世界が直面しているバブル崩壊を日本は18年前に体験したのですが、日本の経済学者は「書道家の日々つれづれ」にも書かれているように、バブル崩壊に際してメカニズムを解明できなかった。結局はケインズ政策で公共事業で手を打つしかないのだろうか? ゼロ金利政策も日銀が編み出した政策ですが、こうなると金融政策も効果が無くなる。

黒川清氏の「なぜ東大からノーベル賞が出にくいか」という記事がありますが、東大にはエリート中のエリート学生が集められているにもかかわらず、ノーベル賞学者は極めて少なく小柴氏ぐらいで、自然科学分野の研究である。人文科学系の研究レベルはノーベル賞とは無縁の体たらくであり、世界的に注目されるような研究とは無縁のようだ。

去年のノーベル経済学賞はポール・クルーグマン教授が受賞しましたが、日頃から新聞のコラムを書きまくり、政策提言など積極的ですが、日本の大学教授にはこのようなタイプはいない。科学論文や研究論文などではどれだけ引用回数があるかで評価されますが、精神医学・心理学、社会科学、経済学は0%だった。つまり誰も日本の研究論文は注目されていない。

なぜこのようになるのかと言うと、レベルが低いとしか言いようがないのですが、竹中平蔵氏が慶応大学の教授になれるのだから、日本の経済学のレベルが分かるだろう。「株式日記」でも日本のバブル崩壊の事を調べようと思っても、ろくな経済書も無くこれと言った研究もなされていないのに愕然とします。むしろ日本の経済学者には評判の悪いリチャード・クー氏やリチャード・ヴェルナー氏の本などが大きな影響を与えている。彼らは大学教授ではなくエコノミストだ。

日本の大学教授は、黒川清氏の記事にもあるように純粋培養された閉鎖された社会で、社会に背を向けて生きている。彼らの研究論文は誰に読まれることも無く研究室のゴミとなっていくのであり、彼らの書く著書は一般には全く売れず大学の教科書として学生に売りつけるだけだ。

日本の大学はサラリーマンの養成所であり、研究者を養成する場所ではない。理系の学部ならば研究成果は世界でも注目を集めていますが、結果が出やすくて研究成果を評価しやすいが、人文系の研究は情報を広範囲から集めて分析していかなければならないから、大学と言う象牙の塔に閉じこもっていては最先端の研究などできるわけが無い。

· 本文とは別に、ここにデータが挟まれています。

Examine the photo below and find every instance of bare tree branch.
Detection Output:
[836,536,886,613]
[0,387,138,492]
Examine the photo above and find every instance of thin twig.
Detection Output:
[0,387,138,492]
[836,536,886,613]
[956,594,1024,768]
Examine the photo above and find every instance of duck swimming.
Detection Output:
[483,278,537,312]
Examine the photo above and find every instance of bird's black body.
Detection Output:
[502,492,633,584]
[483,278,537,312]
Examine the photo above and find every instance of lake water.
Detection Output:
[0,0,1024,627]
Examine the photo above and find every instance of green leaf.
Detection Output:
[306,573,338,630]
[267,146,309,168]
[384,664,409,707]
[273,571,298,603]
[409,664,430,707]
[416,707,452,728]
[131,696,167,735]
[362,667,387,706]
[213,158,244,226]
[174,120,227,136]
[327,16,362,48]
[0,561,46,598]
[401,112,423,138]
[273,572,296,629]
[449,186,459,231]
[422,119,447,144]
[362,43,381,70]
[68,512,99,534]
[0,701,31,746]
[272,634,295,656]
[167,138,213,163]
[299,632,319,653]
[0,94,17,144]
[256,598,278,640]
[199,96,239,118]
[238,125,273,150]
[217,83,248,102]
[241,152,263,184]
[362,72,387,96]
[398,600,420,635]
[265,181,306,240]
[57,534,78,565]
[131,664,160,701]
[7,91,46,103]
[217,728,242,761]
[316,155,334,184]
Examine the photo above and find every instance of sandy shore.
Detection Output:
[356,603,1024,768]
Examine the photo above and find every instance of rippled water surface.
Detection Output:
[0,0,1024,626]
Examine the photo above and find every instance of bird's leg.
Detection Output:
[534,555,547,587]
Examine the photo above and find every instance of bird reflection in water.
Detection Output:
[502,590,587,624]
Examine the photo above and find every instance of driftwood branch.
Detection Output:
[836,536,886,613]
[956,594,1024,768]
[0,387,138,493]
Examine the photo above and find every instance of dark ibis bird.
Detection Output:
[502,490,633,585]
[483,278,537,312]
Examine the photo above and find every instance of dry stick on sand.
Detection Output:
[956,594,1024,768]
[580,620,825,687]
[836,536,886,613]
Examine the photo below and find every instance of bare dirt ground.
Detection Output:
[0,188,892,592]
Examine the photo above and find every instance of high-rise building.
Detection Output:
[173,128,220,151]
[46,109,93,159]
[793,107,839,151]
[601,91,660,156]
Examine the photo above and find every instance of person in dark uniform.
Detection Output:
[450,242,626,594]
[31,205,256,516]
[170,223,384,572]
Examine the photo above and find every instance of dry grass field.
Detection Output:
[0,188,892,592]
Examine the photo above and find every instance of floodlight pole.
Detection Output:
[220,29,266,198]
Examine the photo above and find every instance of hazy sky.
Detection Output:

また大学教授になれば一生安泰であり研究論文を書かない大学教授は日本には沢山いる。せいぜい海外の研究論文をパクって発表するだけでも勤まる職業であり、日本の大学教授ほど優雅な仕事は無いのだろう。だから未だにマルクス経済学が大手を振っているのであり、マルクス経済学など世界では博物館に行かなければ見ることが出来ない。

日本において人文科学が低調なのは、未来社会を予測したり、世界をどのようにしていくべきかと言った事にカネと人材をかけないことが原因なのだろう。海外の有名な科学雑誌に記事が出たりすれば評価もされるのでしょうが、日本の人文系の学者は英語で記事を書いたりはほとんどしない。日本という蛸壺にいれば大学教授として一生食っていけるのだから海外に出て行く必要も無いからだろう。